Грустная усмешка тронула губы Генри.

— Я хочу жить с твоим народом, друг Тауранги. Но, наверное, это невозможно. Люди твоего племени не хотят признавать меня своим.

— Это Раупаха!..

— Нет, друг, не только Раупаха, — покачал головой Генри. — Нгати смотрят на меня, как на чужака…

Он опять усмехнулся. Глаза Тауранги сузились.

— Так слушай же, друг Хенаре, — жестко сказал он, и Генри показалось, что он слышит голос Те Нгаро. — Ты хочешь стать маори, и я верю тебе. Ты будешь настоящим нгати, это я говорю, Тауранги. Но, прыгая через ручей, не останавливайся на полпути. Все наше должно стать твоим, друг Хенаре, или ты бесславно погибнешь меж двух скал. Оставайся — и мы украсим тебя почетной татуировкой и дадим тебе в жены красивейшую из девушек, даже если она невеста сына Те Нгаро. Никто из маори не посмеет назвать тебя чужаком. Уходи — и мы не станем удерживать тебя, рожденного среди пакеха. Но уйдешь ты один. Уйдешь навсегда.

Тауранги замолчал. Скулы его напряглись, ноздри подергивались.

Генри не ответил. Перед глазами у него стояла смеющаяся Парирау. И все же он не в силах был сейчас сказать: «Да, остаюсь». Вчерашние кошмары мучали его.

— Друг Хенаре! — Тауранги легко коснулся его колена. — Ты мог бы стать большим вождем у маори. Ты умен, честен и смел. Что ждет тебя у пакеха?
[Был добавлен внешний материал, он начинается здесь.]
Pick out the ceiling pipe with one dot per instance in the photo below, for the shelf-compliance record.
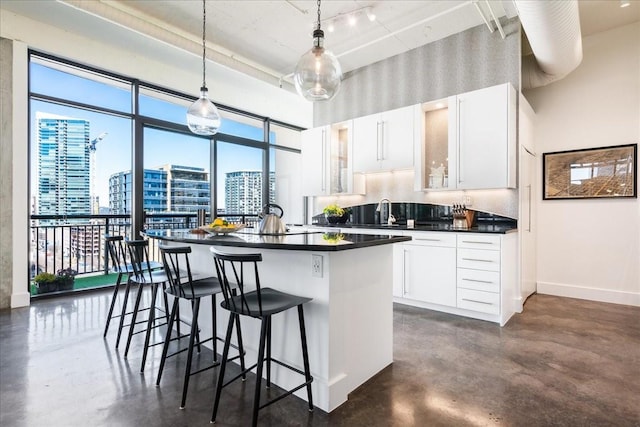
(553, 31)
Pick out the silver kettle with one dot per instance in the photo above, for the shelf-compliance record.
(271, 223)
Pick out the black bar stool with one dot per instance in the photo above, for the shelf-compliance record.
(261, 303)
(182, 286)
(144, 276)
(120, 264)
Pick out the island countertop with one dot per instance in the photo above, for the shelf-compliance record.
(299, 241)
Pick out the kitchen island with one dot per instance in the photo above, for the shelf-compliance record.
(349, 322)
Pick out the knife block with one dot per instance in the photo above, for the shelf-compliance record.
(464, 220)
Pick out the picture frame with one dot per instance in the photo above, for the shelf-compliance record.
(591, 173)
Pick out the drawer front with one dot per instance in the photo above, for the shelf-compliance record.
(479, 241)
(479, 259)
(426, 238)
(485, 302)
(479, 280)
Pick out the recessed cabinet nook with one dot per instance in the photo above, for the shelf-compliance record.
(463, 142)
(327, 161)
(468, 141)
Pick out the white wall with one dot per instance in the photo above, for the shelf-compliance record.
(229, 88)
(590, 248)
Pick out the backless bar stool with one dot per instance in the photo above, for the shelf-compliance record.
(117, 255)
(182, 286)
(261, 303)
(144, 276)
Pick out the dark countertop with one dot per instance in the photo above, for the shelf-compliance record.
(448, 227)
(298, 241)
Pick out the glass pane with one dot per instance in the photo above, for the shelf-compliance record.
(62, 81)
(73, 154)
(176, 177)
(163, 106)
(239, 181)
(245, 127)
(284, 137)
(285, 168)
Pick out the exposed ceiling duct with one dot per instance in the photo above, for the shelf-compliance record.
(553, 31)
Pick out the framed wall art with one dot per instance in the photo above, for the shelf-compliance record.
(591, 173)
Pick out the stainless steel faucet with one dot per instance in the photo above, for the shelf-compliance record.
(390, 219)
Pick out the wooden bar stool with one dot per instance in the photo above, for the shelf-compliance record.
(260, 303)
(182, 286)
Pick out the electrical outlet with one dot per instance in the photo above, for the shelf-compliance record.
(316, 265)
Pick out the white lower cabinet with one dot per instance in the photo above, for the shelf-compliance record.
(469, 274)
(426, 268)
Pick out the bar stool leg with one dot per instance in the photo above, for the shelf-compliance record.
(197, 330)
(167, 340)
(113, 303)
(240, 347)
(194, 331)
(223, 366)
(150, 322)
(268, 359)
(305, 355)
(123, 313)
(256, 397)
(214, 326)
(134, 316)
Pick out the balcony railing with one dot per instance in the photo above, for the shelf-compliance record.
(76, 241)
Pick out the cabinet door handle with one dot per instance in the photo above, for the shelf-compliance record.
(323, 185)
(460, 138)
(529, 203)
(479, 302)
(379, 140)
(382, 141)
(476, 280)
(404, 272)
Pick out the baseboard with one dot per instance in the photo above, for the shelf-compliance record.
(592, 294)
(22, 299)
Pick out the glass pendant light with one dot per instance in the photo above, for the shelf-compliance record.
(318, 73)
(203, 117)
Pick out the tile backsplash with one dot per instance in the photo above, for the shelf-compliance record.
(398, 187)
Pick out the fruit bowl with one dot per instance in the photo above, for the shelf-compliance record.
(222, 229)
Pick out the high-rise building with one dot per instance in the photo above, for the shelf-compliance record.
(243, 192)
(170, 188)
(63, 166)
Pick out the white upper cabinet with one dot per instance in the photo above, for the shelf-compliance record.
(486, 138)
(384, 141)
(327, 161)
(468, 141)
(315, 165)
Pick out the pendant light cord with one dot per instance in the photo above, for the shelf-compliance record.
(318, 14)
(204, 45)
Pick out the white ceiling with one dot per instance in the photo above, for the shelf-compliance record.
(266, 38)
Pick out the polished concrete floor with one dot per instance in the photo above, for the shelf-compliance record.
(563, 362)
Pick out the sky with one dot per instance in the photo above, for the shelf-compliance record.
(113, 153)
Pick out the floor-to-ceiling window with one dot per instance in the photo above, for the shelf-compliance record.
(109, 152)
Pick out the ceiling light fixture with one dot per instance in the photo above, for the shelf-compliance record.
(318, 74)
(203, 117)
(370, 15)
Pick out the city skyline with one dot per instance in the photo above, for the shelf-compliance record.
(113, 153)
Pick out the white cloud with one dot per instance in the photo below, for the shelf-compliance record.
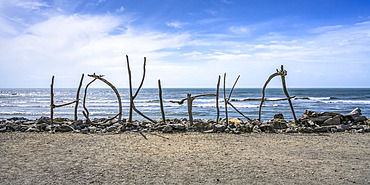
(239, 30)
(120, 10)
(30, 5)
(326, 28)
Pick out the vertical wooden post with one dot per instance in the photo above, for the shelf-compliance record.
(226, 100)
(286, 92)
(161, 101)
(190, 105)
(78, 96)
(130, 85)
(217, 93)
(52, 100)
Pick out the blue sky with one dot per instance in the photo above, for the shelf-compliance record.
(188, 43)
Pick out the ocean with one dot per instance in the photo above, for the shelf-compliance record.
(35, 102)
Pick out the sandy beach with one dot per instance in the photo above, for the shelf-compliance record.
(184, 158)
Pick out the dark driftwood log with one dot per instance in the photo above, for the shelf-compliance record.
(78, 96)
(52, 100)
(226, 100)
(281, 73)
(130, 86)
(217, 94)
(161, 101)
«В самом деле, что ждет меня на ферме отца? И разве лучше было в Манчестере? В Окленде? Неужели прозябать всю жизнь? А ведь хотел помочь им, просветить умы и сердца… — думал Генри. — Он назвал меня честным и смелым. А я… Я просто трус, которого перепугал дикарь Раупаха. Что же, смириться и всю жизнь презирать себя?»

Он поднял голову.

— Я буду с маори, Тауранги. Пусть делают татуировку. Чем скорее, тем лучше.
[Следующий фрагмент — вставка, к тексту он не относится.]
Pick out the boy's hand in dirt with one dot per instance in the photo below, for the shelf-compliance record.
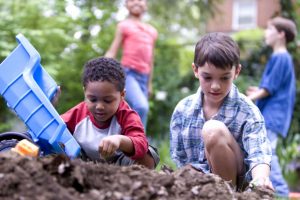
(263, 182)
(109, 145)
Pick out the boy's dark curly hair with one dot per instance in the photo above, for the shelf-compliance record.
(218, 49)
(104, 69)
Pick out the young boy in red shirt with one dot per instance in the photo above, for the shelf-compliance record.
(103, 124)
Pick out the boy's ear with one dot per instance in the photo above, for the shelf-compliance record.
(195, 70)
(237, 71)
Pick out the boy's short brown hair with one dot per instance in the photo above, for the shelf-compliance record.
(285, 25)
(218, 49)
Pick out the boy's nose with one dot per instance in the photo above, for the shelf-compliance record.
(215, 86)
(99, 106)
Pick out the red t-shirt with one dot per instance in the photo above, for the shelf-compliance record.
(138, 44)
(88, 133)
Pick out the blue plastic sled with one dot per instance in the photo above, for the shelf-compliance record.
(28, 89)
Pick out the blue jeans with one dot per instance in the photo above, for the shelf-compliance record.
(137, 93)
(279, 184)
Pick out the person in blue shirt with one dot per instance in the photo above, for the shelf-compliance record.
(219, 130)
(276, 93)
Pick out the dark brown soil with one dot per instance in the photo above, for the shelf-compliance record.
(56, 177)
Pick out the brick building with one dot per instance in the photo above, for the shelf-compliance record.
(235, 15)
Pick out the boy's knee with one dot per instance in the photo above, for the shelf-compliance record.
(213, 131)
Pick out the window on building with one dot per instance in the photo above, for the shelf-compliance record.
(244, 14)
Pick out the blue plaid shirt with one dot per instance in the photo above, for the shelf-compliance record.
(239, 114)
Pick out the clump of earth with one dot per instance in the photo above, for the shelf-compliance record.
(56, 177)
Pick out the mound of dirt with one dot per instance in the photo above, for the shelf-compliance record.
(56, 177)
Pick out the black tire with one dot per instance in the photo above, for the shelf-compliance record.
(6, 145)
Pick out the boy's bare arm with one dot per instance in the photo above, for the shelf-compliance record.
(113, 50)
(110, 144)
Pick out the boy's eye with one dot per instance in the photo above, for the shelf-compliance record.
(224, 78)
(107, 101)
(207, 78)
(93, 100)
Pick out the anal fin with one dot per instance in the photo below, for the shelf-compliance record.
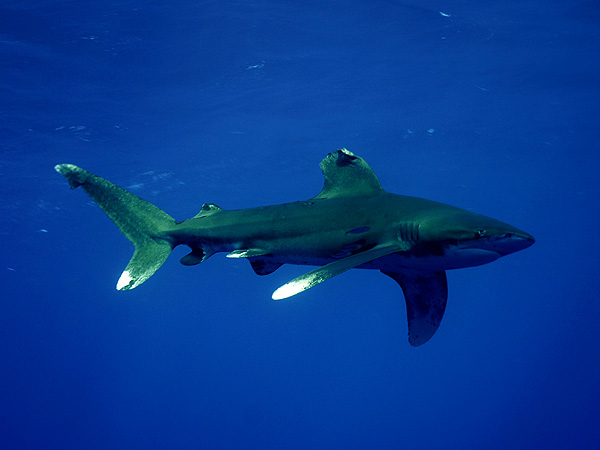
(425, 295)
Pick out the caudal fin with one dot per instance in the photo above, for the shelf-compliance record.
(141, 222)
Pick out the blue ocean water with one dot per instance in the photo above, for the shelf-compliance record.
(491, 106)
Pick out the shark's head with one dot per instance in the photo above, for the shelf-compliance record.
(467, 239)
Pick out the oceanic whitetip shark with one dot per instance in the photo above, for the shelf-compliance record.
(351, 223)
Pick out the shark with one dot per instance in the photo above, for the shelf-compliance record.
(352, 223)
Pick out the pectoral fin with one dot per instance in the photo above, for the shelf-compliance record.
(247, 253)
(425, 295)
(327, 271)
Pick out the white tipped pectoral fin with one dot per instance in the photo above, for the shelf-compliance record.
(330, 270)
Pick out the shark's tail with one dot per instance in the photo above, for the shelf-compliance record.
(142, 223)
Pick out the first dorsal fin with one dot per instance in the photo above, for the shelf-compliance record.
(208, 209)
(347, 175)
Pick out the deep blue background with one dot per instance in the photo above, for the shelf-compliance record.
(492, 106)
Вот о чем говорили на рассвете сын Те Нгаро и желтоволосый пакеха.

Месяц прошел с того памятного разговора. Сегодня наступил день, который четко разграничит жизнь Генри Гривса на две части. Сегодня в полдень на площади начался один из самых священных для маори обрядов — обряд татуировки. С утра рабы и женщины принялись готовить пищу в огромных количествах: празднество в честь важного события будет продолжаться больше недели. Варили кумару, запекли в камнях земляных печей дюжину свиней, сняли с шестов самые длинные веревки вяленой рыбы.

Генри стоял в толпе и, поеживаясь, наблюдал за мастерской работой Те Реви Тамура — опытнейшего в деревне татуировщика. Он уже смирился с мыслью, что через несколько часов его лицо и тело покроются синими спиралями. Они навсегда отрежут ему путь назад, в цивилизованный мир. Сейчас Генри занимал сам процесс: его удивляла уверенная точность, с какой мастер наносил витиеватый рисунок на лицо молодого нгати, лежащего перед ним.
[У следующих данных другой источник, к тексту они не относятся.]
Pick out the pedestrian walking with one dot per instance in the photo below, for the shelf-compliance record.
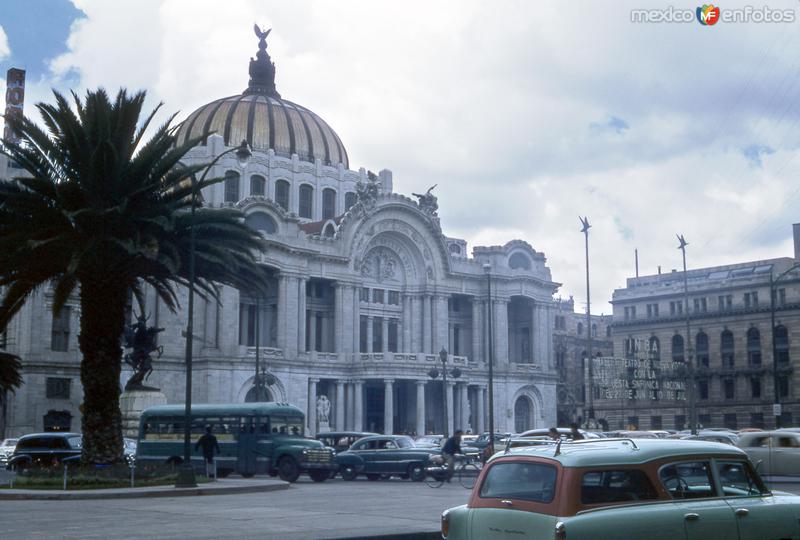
(451, 447)
(208, 443)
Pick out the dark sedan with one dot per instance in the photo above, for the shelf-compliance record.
(44, 450)
(384, 455)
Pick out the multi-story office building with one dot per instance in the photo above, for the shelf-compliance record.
(739, 362)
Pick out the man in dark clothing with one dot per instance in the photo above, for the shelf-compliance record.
(451, 447)
(209, 444)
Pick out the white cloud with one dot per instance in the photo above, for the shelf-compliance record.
(495, 102)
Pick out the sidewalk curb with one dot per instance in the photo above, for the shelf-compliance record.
(139, 493)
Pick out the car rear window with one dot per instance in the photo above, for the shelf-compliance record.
(520, 480)
(616, 486)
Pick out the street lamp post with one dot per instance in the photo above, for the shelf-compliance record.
(186, 472)
(585, 231)
(689, 360)
(776, 407)
(490, 311)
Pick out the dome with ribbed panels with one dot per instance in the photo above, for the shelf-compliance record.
(260, 116)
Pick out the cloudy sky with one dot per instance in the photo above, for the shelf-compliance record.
(526, 114)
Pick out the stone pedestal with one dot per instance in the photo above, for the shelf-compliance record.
(132, 403)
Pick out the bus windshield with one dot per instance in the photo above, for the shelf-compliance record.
(287, 425)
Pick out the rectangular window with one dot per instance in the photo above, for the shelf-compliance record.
(602, 487)
(702, 389)
(377, 334)
(58, 387)
(755, 387)
(59, 337)
(393, 327)
(729, 388)
(362, 332)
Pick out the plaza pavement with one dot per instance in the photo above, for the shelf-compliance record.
(332, 510)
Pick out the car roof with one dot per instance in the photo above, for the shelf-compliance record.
(49, 434)
(602, 452)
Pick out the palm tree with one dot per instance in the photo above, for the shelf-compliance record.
(104, 211)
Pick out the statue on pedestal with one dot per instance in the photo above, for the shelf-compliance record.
(142, 339)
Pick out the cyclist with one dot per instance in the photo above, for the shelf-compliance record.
(451, 447)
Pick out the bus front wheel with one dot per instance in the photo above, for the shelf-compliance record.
(288, 471)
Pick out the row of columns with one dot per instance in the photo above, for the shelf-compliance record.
(348, 411)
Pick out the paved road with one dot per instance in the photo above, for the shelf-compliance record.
(334, 509)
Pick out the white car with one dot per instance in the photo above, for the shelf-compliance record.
(6, 449)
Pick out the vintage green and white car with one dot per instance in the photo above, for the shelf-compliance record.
(653, 489)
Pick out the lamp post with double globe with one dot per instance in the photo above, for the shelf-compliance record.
(186, 472)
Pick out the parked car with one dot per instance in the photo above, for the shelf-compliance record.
(774, 452)
(385, 455)
(653, 489)
(44, 450)
(341, 440)
(6, 449)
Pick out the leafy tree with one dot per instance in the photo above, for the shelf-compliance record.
(106, 209)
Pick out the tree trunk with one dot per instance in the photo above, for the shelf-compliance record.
(102, 323)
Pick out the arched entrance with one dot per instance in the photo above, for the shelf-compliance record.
(522, 414)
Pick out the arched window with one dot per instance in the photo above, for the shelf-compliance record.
(754, 347)
(701, 349)
(677, 348)
(328, 203)
(231, 186)
(781, 344)
(258, 185)
(726, 348)
(306, 201)
(518, 260)
(349, 200)
(654, 348)
(282, 194)
(259, 221)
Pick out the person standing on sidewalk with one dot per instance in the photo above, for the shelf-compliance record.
(208, 442)
(451, 447)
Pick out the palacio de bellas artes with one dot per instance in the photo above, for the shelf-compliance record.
(367, 296)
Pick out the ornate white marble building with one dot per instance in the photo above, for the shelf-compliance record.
(366, 289)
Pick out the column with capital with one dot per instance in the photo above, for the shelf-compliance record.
(358, 405)
(388, 407)
(450, 417)
(385, 334)
(369, 333)
(340, 405)
(479, 411)
(312, 406)
(338, 318)
(501, 332)
(474, 354)
(282, 311)
(420, 408)
(426, 324)
(302, 314)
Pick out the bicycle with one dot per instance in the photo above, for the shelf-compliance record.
(467, 471)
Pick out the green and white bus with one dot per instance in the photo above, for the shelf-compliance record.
(254, 438)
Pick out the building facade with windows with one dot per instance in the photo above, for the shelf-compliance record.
(570, 347)
(365, 291)
(730, 345)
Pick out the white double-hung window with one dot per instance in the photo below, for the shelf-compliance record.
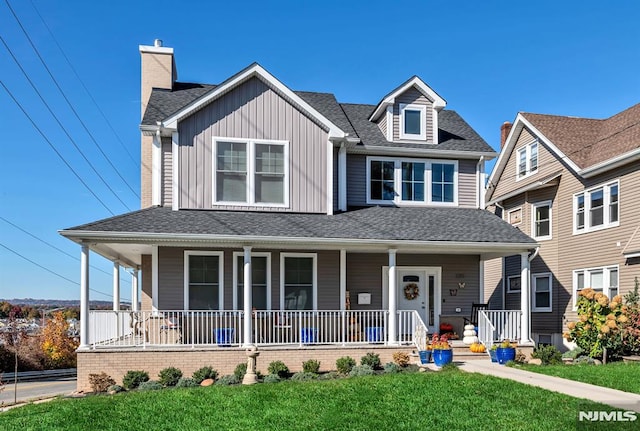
(597, 208)
(251, 172)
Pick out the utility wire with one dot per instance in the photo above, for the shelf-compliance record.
(51, 271)
(26, 75)
(64, 96)
(54, 148)
(124, 147)
(54, 247)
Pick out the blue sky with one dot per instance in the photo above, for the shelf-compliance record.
(489, 60)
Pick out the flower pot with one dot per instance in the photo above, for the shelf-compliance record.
(425, 356)
(505, 354)
(442, 357)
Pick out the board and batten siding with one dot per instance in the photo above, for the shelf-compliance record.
(167, 172)
(413, 96)
(357, 181)
(253, 110)
(547, 165)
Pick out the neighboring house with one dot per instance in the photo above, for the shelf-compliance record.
(573, 185)
(278, 217)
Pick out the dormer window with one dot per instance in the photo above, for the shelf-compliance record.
(413, 122)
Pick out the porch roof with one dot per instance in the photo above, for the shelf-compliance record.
(441, 230)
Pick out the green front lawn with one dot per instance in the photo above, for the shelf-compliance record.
(451, 400)
(616, 375)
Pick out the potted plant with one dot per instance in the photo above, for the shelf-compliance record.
(442, 353)
(506, 352)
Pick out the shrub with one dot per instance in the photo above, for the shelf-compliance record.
(345, 364)
(401, 358)
(132, 379)
(331, 375)
(371, 359)
(311, 366)
(229, 379)
(549, 355)
(169, 376)
(100, 382)
(302, 376)
(279, 368)
(240, 371)
(204, 373)
(392, 368)
(186, 382)
(150, 385)
(272, 378)
(114, 389)
(361, 370)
Это была лишь подготовка. Отложив мягкий уголек, Те Реви Тамура вытер ладони и протянул руку к разложенным перед ним на циновке острым гребешкам из рыбьих костей. Выбрав нужный, татуировщик приставил его к скуле юноши и примерился. Затем взял веслообразный молоточек из дерева и быстро стукнул им по прижатому к коже резцу. Брызнула кровь. Молодой воин вздрогнул всем телом, но не проронил ни звука. Повторяя нанесенный углем рисунок, тохунга нанес еще один прокол чуть выше, к глазу, стер с лица кровь и, отложив инструменты, принялся осторожно втирать в ранку темную жидкость, похожую на чернила. Генри знал, что эту краску приготовляют из сажи, получаемой при сжигании кусочков каури на листьях кустарника ти.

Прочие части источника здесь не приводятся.